Salaam Alaikum! (Peace be upon you)
My name is Deonna, and I am a Muslim who, on occasion, does a little bit of paranormal investigation. I am the new editor of Ghostvillage.com, one of the Web’s most popular paranormal destinations. In September, my book, Paranormal Obsession: America’s Fascination with Ghosts, Hauntings, Spooks & Spirits will hit the bookstores.
To my knowledge, I am one of the few Muslims in the paranormal community – but I know I am not the ONLY Muslim doing a little bit of ghost hunting.
There are three questions people tend to ask me these days. The first is 1) How did you become interested in the paranormal, followed by 2) How do people in the paranormal community react to you being a Muslim. Finally, someone gets around to 3) How did you become a Muslim in the first place?
Raised in the rural South, I was christened Methodist and reared Southern Baptist. I went to school with fellow Baptists and Methodists, plus Mennonites and Pentecostal Holiness. Because I was tucked away so far in the woods, I didn’t meet anyone who was Catholic or Jewish until I moved to the big town when I was 16 years old. How I stumbled into Islam is interesting, but not part of this particularly blog entry. Nor am I going to talk about how I became interested in ghost hunting. You’ll just have to read my book to hear that story.
I will address question number two: How do people in the paranormal community react to you being a Muslim? And I’ll add a second part: How do Muslims react to me being a ghost hunter?
The Paranormal Community
First, the paranormal community has been really supportive and genuinely interested in my personal beliefs. This is quite profound, as there are large segments of the community that are politically conservative. Unfortunately, there are even larger segments of American society that are Islamophobic. The paranormal community is really tolerant when it comes to spiritual beliefs. It is one of those rare places a Catholic priest can meaningfully interact with Wiccans and psychics. I commend the community for being so accepting and tolerant.
Other Muslims?
Honestly, I have no idea how Muslims will respond to this. I know there are Muslims who are fans of paranormal reality TV, and there are even a few doing research. A young white woman in Virginia recently identified herself as Muslim. I also stumbled across a Muslim-martial-arts-ghost-hunting group in Singapore, as a matter of fact. My jaw dropped. Seriously. I am so curious to know if they actually do martial arts during investigation.

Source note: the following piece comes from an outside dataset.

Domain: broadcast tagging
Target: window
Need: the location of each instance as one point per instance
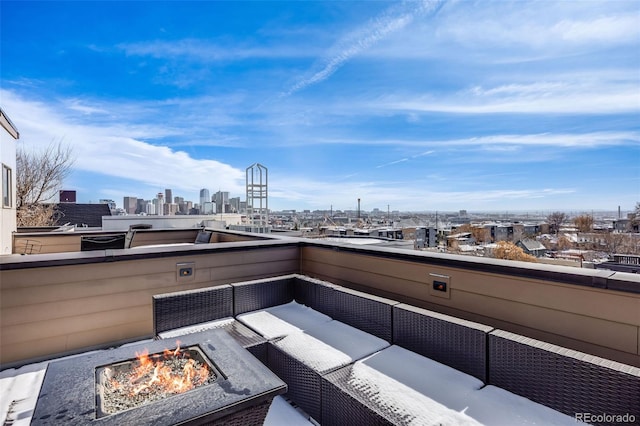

Here is what I will tell Muslims, or anyone else who want to know about my journey:
First, it has been a struggle for me to so publicly engage with something currently deeply embedded in pop culture. I appreciate academic stuff. I use big words and postulate with the language of postmodernism and poststructuralism. Academics words ending with -ology have no place in ghost hunting (at least, at the grassroots level). I’m married to a United Nations diplomat who is a Nobel Peace Prize co-laureate; his mere existence has made the world a better place. So, my seemingly banal hobby of “ghost hunting” is a hard one to justify.
But…it has allowed me to rediscover my American identity after years of being, well, a different kind of American. I was one who lived abroad, negotiated my daily existence in a cross-cultural marriage. I eat macaroni-n-cheese with tandoori chicken. Most of my friends over the past decade have been as hybrid and global as myself, so I lost touch with my rural, Southern upbringing.

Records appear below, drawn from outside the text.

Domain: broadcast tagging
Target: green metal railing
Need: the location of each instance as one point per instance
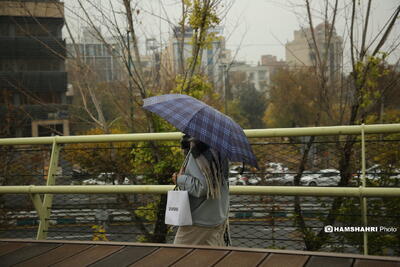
(43, 205)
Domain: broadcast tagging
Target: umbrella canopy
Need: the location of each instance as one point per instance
(205, 123)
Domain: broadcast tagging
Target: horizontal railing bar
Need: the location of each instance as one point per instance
(235, 190)
(171, 136)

Paranormal investigation gave that back to me, in a way. For the first time in almost two decades, I started interacting with down home folks, with (gasp!) Republicans and even (double-gasp!) Tea Partyers. Ghost Hunters, the SyFy show, unveiled more than ghosts – it allowed me to rediscover the America within myself.
Many people find the paranormal as an outlet for spirituality and personal identity. Part of this journey requires engaging local history, personal stories, and recalibrating how one sees the world. Mine merely occurred with globalism as the backdrop. And, for the record, I’ve shared this story with Ghost Hunter’s cast members, Jason Hawes and Grant Wilson. Again, you’ll just have to buy my book if you want to read more.

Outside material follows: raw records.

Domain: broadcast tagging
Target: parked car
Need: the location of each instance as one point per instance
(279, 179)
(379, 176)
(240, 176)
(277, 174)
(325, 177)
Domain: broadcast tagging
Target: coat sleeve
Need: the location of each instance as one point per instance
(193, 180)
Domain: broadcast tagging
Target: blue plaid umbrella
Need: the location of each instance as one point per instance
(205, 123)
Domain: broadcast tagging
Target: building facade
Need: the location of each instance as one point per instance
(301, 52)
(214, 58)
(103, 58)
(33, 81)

Finally, ghost hunting has allowed people to interact with me, a covered Muslim chick, in a way devoid of politics. Think about it: every time a Muslim speaks or tweets, it is always within a political context. If you see a Muslim on CNN – it has something to do with politics. See a Muslim comedian – and they are making fun of those who make fun of Muslims (and it is funny). See a Muslim on TV – and again, stereotyped, clichéd politics. There is rarely a moment a Muslim can transcend political baggage and just be cool. That space of coolness is where people connect. After all, pop culture is where cultural meaning is created, and it is also the space of social change. To be Muslim ghost hunting girl makes me part of a larger cultural pulse, and I am really proud of that.